Researchers develop classroom resources to teach historical evils in better context

Social studies expert creates lesson plans aimed at helping students think about evil as a human problem with human solutions.

Learning about the Holocaust and other historical horrors is important, but a University of Alberta education professor says teachers aren't formally prepared to help students think critically about notorious perpetrators of monumental evil.

To change that, Cathryn van Kessel and Aaron Thacker, an after-degree BEd student, have created a set of lesson plans teachers can use to guide more nuanced classroom discussions of evil actors and explore the narratives that inform media accounts of horrific acts.

The plans include examining "shortcuts" in textbook depictions of historical figures that elide their humanity, to discussing figures like Louis Riel, whose historical designation as a villain has been reconsidered, to searching the Internet for images of exemplars of evil engaged in ordinary activities.

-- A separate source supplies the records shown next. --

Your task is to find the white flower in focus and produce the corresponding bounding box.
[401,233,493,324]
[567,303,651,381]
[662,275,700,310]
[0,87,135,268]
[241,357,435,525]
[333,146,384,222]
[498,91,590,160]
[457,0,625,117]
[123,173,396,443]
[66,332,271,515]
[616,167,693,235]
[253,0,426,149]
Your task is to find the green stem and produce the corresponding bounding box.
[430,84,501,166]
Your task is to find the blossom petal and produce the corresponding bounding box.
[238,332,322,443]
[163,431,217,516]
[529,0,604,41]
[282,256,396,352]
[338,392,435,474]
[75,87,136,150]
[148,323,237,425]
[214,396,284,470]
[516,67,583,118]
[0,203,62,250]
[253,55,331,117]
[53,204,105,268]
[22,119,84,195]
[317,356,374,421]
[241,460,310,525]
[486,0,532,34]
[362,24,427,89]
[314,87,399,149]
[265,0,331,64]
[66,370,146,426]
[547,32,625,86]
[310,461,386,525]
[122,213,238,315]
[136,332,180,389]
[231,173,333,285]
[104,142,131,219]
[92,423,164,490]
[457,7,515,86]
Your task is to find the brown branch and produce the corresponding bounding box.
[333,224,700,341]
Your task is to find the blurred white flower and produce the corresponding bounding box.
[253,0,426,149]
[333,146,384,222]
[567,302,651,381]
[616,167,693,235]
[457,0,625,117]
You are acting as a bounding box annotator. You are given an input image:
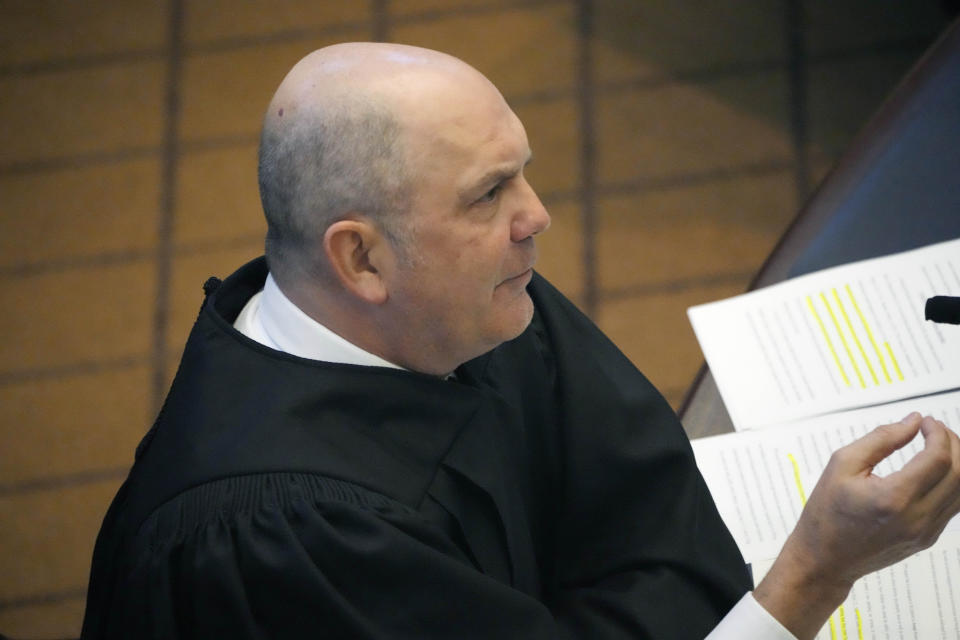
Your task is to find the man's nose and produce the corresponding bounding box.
[510,180,550,242]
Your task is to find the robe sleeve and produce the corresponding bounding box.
[105,478,562,640]
[534,280,751,638]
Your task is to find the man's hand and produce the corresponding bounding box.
[754,413,960,639]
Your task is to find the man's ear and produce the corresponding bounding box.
[323,219,387,304]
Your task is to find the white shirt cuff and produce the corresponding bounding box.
[704,591,797,640]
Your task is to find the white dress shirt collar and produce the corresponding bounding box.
[233,274,403,369]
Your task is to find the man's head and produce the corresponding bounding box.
[260,44,550,373]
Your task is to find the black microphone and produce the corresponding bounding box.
[923,296,960,324]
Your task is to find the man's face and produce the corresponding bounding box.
[380,85,550,373]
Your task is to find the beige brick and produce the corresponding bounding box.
[390,4,576,98]
[597,73,791,188]
[0,597,86,638]
[597,282,746,408]
[167,244,263,358]
[174,143,267,245]
[0,478,123,600]
[0,365,153,485]
[594,0,786,83]
[597,172,796,290]
[185,0,370,45]
[537,202,583,300]
[0,262,156,372]
[0,0,169,64]
[180,30,366,141]
[514,99,580,195]
[0,62,165,165]
[0,159,160,266]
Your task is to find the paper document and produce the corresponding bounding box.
[688,239,960,430]
[691,391,960,560]
[692,392,960,640]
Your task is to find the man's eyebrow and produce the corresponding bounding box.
[460,151,533,197]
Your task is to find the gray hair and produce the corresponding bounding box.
[257,100,409,278]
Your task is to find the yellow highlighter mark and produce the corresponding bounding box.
[883,342,903,380]
[820,291,867,389]
[832,289,880,384]
[807,296,850,387]
[787,453,807,506]
[846,285,893,383]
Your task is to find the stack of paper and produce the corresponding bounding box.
[689,240,960,639]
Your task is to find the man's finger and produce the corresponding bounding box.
[887,416,957,499]
[836,411,922,473]
[919,422,960,521]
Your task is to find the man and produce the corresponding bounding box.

"The way we think about the hero and the villain, we often think it's one person who makes change. (Think of Hitler, Stalin or Pol Pot.) As humans, we do that to make it manageable to talk about it, but the nasty side-effect is students think there's this one evil guy who was responsible. Or the other side we say there was racism in society, which is vague and unhelpful," said van Kessel, a former high-school teacher.

"We don't really have language to talk about that in-between space, that there were people who were not responsible but complicit at the time, people who weren't directly to blame but should have taken action."

She said teachers aren't necessarily prepared enough to provide an effective framework for learning about war and genocide-and that textbooks can compound the problem.

"Textbook writers do a great job, but sometimes in trying to make the content relatable for students, they pull out a vignette and usually that's a hero or a villain," van Kessel said.

"I think it's helpful to spend time with students Googling images of Hitler smiling or laughing with a friend. It's intensely troubling to see him as a person because we've construed him as a monster. Even little provocations are helpful. It's our responsibility to add some of that complexity that gets lost in the media and in simplifications of history."

The point of such exercises, she said, is to empower students to think about evil as a human problem with human solutions, and about their own role in opposing moral wrongs in society to seek justice for all people in the here and now.

"When we think of things like missing and murdered Indigenous women and girls, or refugees being separated from their children at the U.S. border, we're not responsible for that harm, but we have the privilege of not worrying about it," van Kessel said.

"We don't want people to feel guilty, but we want people to feel that sense of agency and responsibility.

"So my hope is that if we can work that into social studies in studying these horrific things of the past, make these evils more uncomfortably real, we can take more action now in the face of horrific things that are happening."